On June 5, 1999, he placed third in a field of nineteen in the USA Swimming Open Water National Championships 25 Km event at Hawaii Cay to Waikiki at Honolulu with a time of 4:35:54.

On July 10, 1999, he placed second in the USA Swimming Open Water National Championships 10 Km event at Newport Beach, California with a time of 2:08:11.

On August 17, 2000, he placed third in the USA Swimming Open Water National Championships 5 Km event at Eagle Creek Reservoir in Indianapolis, Indiana with a time of 53:29.
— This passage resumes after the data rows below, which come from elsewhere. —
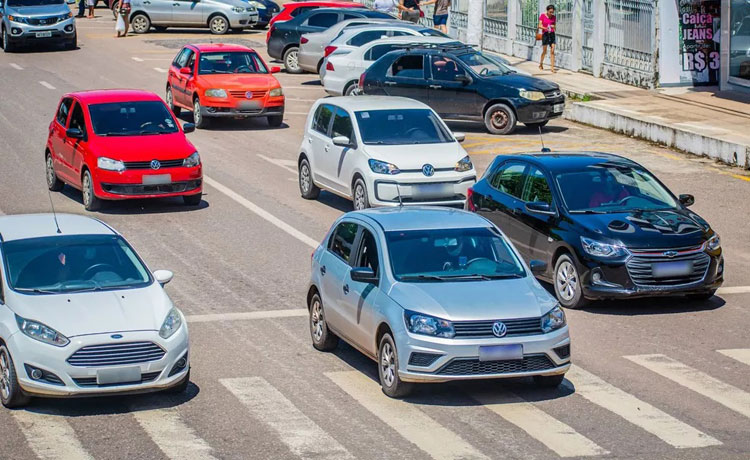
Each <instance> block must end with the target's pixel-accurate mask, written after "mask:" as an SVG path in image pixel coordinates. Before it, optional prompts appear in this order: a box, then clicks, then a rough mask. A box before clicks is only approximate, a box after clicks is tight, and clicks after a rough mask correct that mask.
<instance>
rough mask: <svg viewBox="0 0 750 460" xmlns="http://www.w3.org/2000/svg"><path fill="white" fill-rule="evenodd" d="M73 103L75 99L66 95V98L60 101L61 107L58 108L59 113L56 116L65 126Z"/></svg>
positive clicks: (59, 122) (58, 121)
mask: <svg viewBox="0 0 750 460" xmlns="http://www.w3.org/2000/svg"><path fill="white" fill-rule="evenodd" d="M72 104H73V99H71V98H69V97H66V98H65V99H63V100H62V102H60V107H58V109H57V115H56V116H55V118H56V119H57V122H58V123H60V124H61V125H62V126H65V123H66V122H67V121H68V113H70V106H71V105H72Z"/></svg>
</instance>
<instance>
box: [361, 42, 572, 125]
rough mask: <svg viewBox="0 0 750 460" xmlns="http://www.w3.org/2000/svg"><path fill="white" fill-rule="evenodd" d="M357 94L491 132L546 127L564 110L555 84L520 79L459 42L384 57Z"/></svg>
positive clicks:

== 1998 World Aquatics Championships 5 Km team gold ==
He represented his native country at the 1998 World Aquatics Championships in Perth, Western Australia, competing in one individual event (5 km), and winning a gold in the 5 Km team event. He has also competed in numerous Ironman competitions, including the Ironman World Championship in Kona, HI, where in 2009 he finished the swim portion of the race in first place.
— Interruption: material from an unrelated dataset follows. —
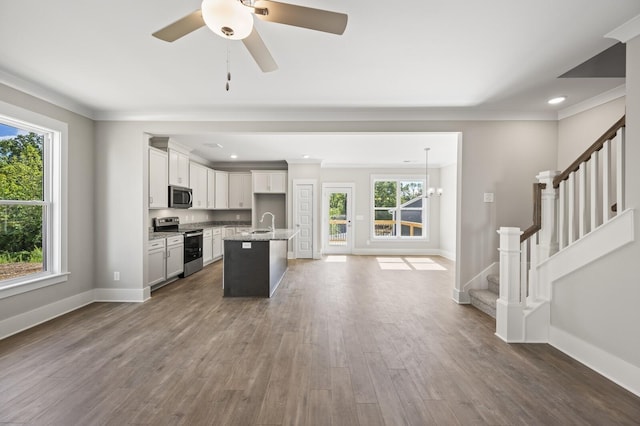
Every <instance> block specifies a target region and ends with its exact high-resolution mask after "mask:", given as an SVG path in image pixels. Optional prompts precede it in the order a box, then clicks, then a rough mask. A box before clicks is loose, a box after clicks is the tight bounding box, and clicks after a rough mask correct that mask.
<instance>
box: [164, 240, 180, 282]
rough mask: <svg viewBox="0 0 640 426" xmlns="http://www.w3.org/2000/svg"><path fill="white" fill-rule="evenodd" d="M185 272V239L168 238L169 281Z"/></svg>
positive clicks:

==5 Waikiki Roughwater wins; 2000, 2007, 2008, 2010, 2011==
On December 6, 1998, he won the 4.34 mile or 7 Km Hawaain Christmas Long Distance Invitational Roughwater Swim off Waikiki in 1:41:12 finishing about a minute ahead of the second-place finisher, Rick Heltzel. Losing his escort kayak, Flanagan went a bit off course, and had to swim some additional distance. In a rough current, Flanagan pulled ahead of Heltzel in the final 200 yards of the race, clinching an impressive win in an elite field of 38. The race follows the route of the Labor Day Waikiki Roughwater Swim, but repeats the course twice.

===5 Waikiki Roughwater wins===
In September 2000, Flanagan won the 2.5 mile Waikiki Roughwater Swim from Sans Sousi to Duke Kohonomoku Beach with a time of 48:58. Flanagan won the race again in 2007 with a time of 44:17, in 2008 with a time of 52:45, in 2010 with a time of 47:12, and in 2011 with a time of 46:09. One of his favorite races, Flanagan finished sixth in 1992 at the age of only seventeen.

==Surf and Sea North Shore Challenge win==
In July 2000, he comfortably won the local 2.4 Open Water Surf and Sea North Shore Challenge, from Ehukai Beach Park to Waimea Bay in a record time of 39:05.7.

==Olympic trials 2000==
In August 2000, in his first Olympic trial attempt, John tried out for the 1,500 meter race in Indianapolis, while his brother John hoped to try out for the 50 and 100 m sprints. In the Trials, John finished 27th out of 72 qualifiers, missing the selection process, but finished third in a 5 Km lake swim qualifying him for the World Championships in Waikiki. John did not try out for the Olympic Trials in 2008, placing second in an Iroquois Point Island Club Triathlon in late June 2008.

==2000 FINA World Championships==
On October 29, 2000, he placed 8th out of a field of 33 in the FINA World Championships in Honolulu at Waikiki with a 5 Km time of 59:40.

== USA Open Water National Champion at 10 Km ==
On June 24, 2001, he won the USA Swimming Open Water National Championships 10 Km event at Daytona Beach, Florida with a time of 2:01:58. Erica Rose won in the women's division. Schools of jellyfish made the swim more challenging. On July 16, 2001, he placed fourth in the Men's 10 Km Open Water competition at the World Championships at Fukuoka, Japan, with a time of 2:01:16.5

By the age of 35, around 2010, John had attempted and performed well in a number of triathlons as a professional.

==Coaching career==
Since 2001, John has been head swim coach at Kamehameha Swim Club in Honolulu, along with his brother Kevin Flanagan, where they have won the last 31 Hawaii State Championships. John's daughter Kai was also a competitive swimmer and swam for Punahau School, as had John. John has also coached at Kamehaeha Schools.